Indeed, the way Novak posits de-extinction and genetic rescue strikes a raw nerve in conservationists, since he challenges the very premise that conservation movements are based on—that extinct means forever. “The notion that we can fix our mistakes is an extraordinarily dangerous one,” cautions Pimm. Not only would people become complacent, he says, but the argument for protecting species would ultimately be weakened. The way forward for conservation, according to Pimm, is to “stop doing stupid things—we should not be destroying habitat, and we should look after our national parks.”

Although University of California Santa Barbara ecology PhD student Molly Hardesty-Moore agrees that de-extinction could be an opportunity to restore ecosystems, she cautions that the passenger pigeon might no longer be able to perform its unique ecological role. Not only has the bird’s habitat changed drastically in the past 100 years, but Moore explains that many of its former ecological functions, including large-scale seed dispersal and nutrient transport, came about due to its large numbers. Whether we could restore a sustainable population remains in doubt.

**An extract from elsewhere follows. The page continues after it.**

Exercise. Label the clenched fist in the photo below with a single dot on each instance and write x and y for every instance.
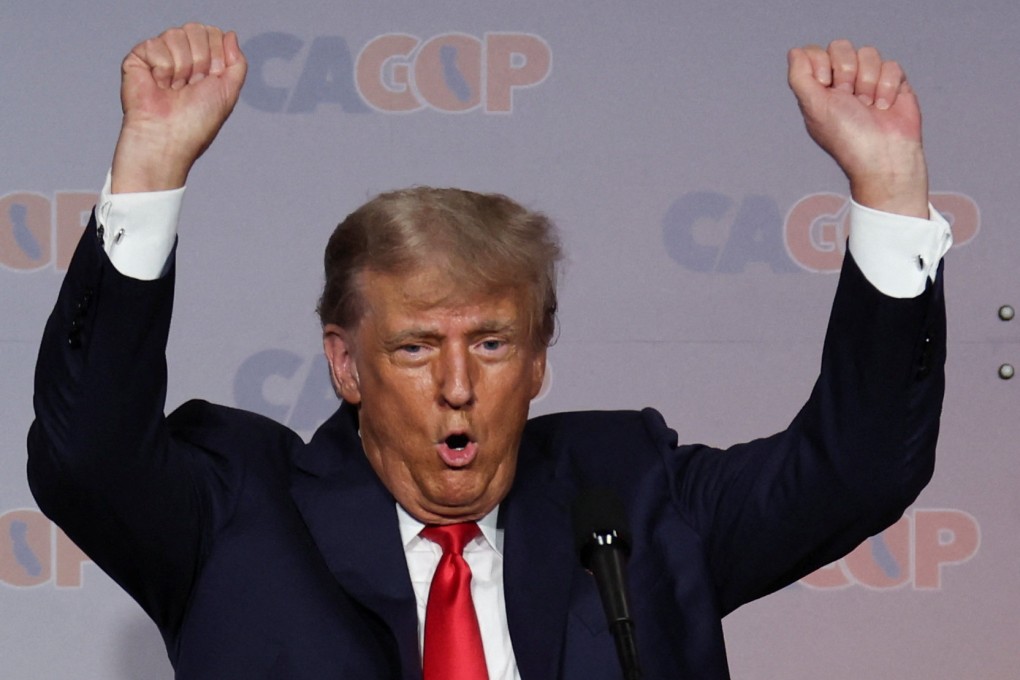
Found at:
(176, 91)
(862, 111)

She also notes that de-extinction may come with drawbacks. “Passenger pigeons were considered a major agricultural pest, and potential for conflict with humans is high,” she says.

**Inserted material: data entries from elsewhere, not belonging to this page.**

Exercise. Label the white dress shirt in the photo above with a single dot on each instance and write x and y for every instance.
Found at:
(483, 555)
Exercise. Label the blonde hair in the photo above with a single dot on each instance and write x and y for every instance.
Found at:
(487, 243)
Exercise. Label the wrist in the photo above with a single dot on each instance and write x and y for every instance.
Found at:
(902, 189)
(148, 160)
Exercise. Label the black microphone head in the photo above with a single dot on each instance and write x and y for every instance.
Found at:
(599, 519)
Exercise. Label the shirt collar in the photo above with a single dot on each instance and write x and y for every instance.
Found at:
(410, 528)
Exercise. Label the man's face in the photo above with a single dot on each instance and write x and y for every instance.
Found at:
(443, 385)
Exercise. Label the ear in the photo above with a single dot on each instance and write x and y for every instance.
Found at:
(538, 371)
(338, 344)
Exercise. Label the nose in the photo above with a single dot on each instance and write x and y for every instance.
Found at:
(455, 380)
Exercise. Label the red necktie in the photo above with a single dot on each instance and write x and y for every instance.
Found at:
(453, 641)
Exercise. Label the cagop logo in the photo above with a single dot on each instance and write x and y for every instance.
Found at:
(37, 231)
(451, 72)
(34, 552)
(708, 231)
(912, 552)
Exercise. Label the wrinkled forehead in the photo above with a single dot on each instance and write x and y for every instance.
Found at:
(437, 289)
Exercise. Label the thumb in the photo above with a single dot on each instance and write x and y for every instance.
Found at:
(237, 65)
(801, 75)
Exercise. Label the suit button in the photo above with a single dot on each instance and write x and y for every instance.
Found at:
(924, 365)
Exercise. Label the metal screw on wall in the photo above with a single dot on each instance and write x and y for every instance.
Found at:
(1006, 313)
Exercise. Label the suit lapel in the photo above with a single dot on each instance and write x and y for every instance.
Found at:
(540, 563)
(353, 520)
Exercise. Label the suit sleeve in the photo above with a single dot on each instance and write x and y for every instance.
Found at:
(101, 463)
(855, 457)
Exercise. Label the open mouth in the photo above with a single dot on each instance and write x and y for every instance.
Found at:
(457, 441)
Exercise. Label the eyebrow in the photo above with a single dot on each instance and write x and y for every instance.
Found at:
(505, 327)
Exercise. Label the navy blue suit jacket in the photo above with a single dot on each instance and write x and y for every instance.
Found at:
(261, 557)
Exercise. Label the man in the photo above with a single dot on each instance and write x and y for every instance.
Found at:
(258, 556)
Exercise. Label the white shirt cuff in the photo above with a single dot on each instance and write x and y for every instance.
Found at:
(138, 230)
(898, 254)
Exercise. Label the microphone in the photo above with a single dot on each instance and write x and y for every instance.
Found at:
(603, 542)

Beth Shapiro, a MacArthur fellow and director of the paleogenomics lab at UC Santa Cruz, where Novak received his master’s degree in 2016, applauds how Revive & Restore is “thinking big” and engaging in the “tough conversation that makes people think about our role in past extinctions, in present extinctions, and in finding solutions to the ongoing extinction crisis.” Shapiro reasons that techniques being developed to bring back the passenger pigeon might be the way to bring the issue of extinction to the wider population. “Conservation,” she says, “is a field that could use any new attention and investment it can get.”

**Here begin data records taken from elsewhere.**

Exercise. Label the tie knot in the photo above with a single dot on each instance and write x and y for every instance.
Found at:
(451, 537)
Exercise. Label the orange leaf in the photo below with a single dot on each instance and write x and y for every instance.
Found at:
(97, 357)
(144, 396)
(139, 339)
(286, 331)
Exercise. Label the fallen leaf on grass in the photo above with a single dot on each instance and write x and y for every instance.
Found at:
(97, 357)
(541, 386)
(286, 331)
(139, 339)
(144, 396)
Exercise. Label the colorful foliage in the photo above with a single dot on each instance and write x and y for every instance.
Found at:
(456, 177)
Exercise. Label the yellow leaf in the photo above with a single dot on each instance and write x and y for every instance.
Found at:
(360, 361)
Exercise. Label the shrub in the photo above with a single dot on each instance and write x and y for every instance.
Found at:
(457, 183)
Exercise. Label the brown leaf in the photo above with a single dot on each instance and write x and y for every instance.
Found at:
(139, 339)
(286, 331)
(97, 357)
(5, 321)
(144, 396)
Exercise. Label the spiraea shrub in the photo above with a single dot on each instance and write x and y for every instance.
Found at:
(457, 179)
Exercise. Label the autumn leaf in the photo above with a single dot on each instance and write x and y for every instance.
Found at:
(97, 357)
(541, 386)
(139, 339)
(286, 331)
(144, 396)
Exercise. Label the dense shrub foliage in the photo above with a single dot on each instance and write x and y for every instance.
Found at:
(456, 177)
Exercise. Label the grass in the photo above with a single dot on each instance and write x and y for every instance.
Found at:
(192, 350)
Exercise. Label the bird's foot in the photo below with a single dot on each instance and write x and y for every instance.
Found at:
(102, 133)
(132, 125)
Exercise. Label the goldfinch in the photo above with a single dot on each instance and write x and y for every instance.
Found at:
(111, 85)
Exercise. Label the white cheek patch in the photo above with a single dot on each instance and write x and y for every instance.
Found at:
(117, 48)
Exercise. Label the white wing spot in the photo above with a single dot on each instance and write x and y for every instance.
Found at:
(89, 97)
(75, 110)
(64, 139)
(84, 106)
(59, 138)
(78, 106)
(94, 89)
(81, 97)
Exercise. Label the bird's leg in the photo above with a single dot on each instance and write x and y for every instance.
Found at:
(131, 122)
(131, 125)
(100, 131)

According to Novak, the de-extinction technologies being developed today will have concrete applications in the world. They can be used to make living species immune to foreign diseases, help suppress invasive species, and introduce climate-change adaptation in species that are currently struggling to survive. “Biotechnology has no end to offering solutions that traditional conservation is ultimately powerless to fight,” he says. “You can protect habitat, move animals around. You can do things from a traditional standpoint with manipulation and intervention, and it works, but there are some things that are proving more insurmountable.”

In spite of the criticism from colleagues and challenges in securing financial support for the passenger-pigeon-comeback project—which requires about $150,000 per year for research—Novak remains fully invested in the idea of one day restoring passenger pigeons to the wild. What motivates him, in particular, are the young students with whom he’s regularly in contact. “Elementary students love the awe and wonder of it. University students love thinking about the technological challenge and the social ramifications,” he says. Besides, Novak adds, his goal isn’t just saving individual species—it’s protecting entire ecosystems.

Julia Zarankin
Julia Zarankin is a writer and lecturer whose work has appeared in Maisonneuve, The New Quarterly, Ontario Nature, and Antioch Review.